Maybe the clubs have been scared away by whispers from people like Feyenoord, who took David Connolly to Holland in 1998, made him the best-paid player in Dutch football -- and were rewarded with a tiny handful of goals.

Or they look at the stats and ask if a big Irish signing will deliver goals, as it's 22 years (John Aldridge, Liverpool) since a Republic of Ireland player finished the season as top scorer in England's top flight. When Robbie Keane scored for Liverpool in a 3-1 win over PSV Eindhoven last season, he became the first Irishman ever to score a goal in the group stages of the Champions League (Keane has scored 15 European goals, a fine return, but only two came in the Champions League).

Whatever the reason, centre-forwards from Ireland are just not in vogue. Go back to last summer when it was made clear that Kevin Doyle was leaving Reading. There were reports of bigger English clubs sniffing around, whispers of bids from top German teams and other continental suitors offering European football, but when it came to the business end of things, the best offer on the table for Doyle and Reading was from Wolverhampton Wanderers FC, who last won a major trophy in 1960 and haven't played in Europe in 30 years.


Doyle and Keane still offer hope that an Irish forward can follow in the footsteps of Stapleton, Aldridge, Cascarino (all played for former European Cup winners) and make a splash on the big stage. Keane still has time on his side (30 next summer) but also has a lot of mileage on the clock already.

Doyle's just 26 years old, has performed superbly in a Wolves side this season where service to the front men has been erratic, and Liverpool fans gazed in admiration at Doyle's selfless display as the lone striker in the 0-0 draw at Anfield last week and wondered why the Reds' own expensive signings never showed the same level of effort or commitment as the Wexford man.

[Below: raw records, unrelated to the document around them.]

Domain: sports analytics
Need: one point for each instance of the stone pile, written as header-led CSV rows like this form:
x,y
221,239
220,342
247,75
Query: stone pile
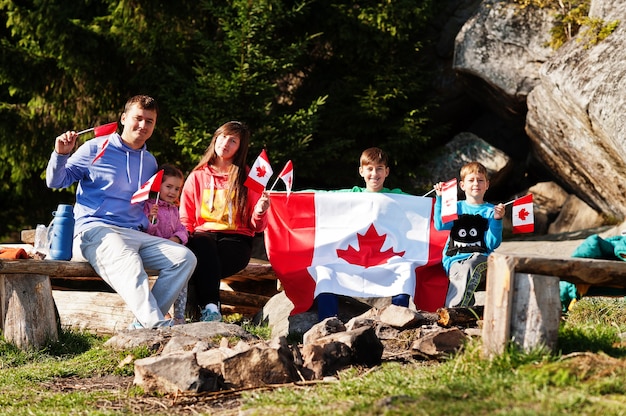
x,y
212,356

So it's not all bleak. Anthony Stokes, after some tough times in England, is really finding his feet again in Scotland with a Hibs side who were snapping away at the heels of Celtic before Keane's arrival, while also in Scotland, Cillian Sheridan still looks rough around the edges but has a chance. As Keane may soon find out, however, doing the business in Scotland may count for little in the grand scheme of things.

Stokes is proving that you can get a second chance, heartening news for former Ireland men Stephen Elliott and Daryl Murphy.

Murphy has got a move this week, leaving behind his bit-part role at Sunderland for Ipswich under Keane. The Waterford man was a loyal servant to Sunderland and Keane truly appreciated Murphy's work-ethic as well as talent, and Murphy could bloom once again at Ipswich.

Elliott, who was Ireland's saviour against Cyprus back in the day, is also due to move, away from Preston who no longer see him with a future there, Barnsley still keen to get former Manchester City man, who is still only 26.

Shane Long has ended a long goal famine and could win back his place in the Irish squad at least, while Andy Keogh is due back from injury sometime soon.

Barnsley, Reading, Wolves and Ipswich. They don't roll off the tongue like Ajax, Inter Milan, Chelsea and Bayern Munich, but it will have to make do. For now.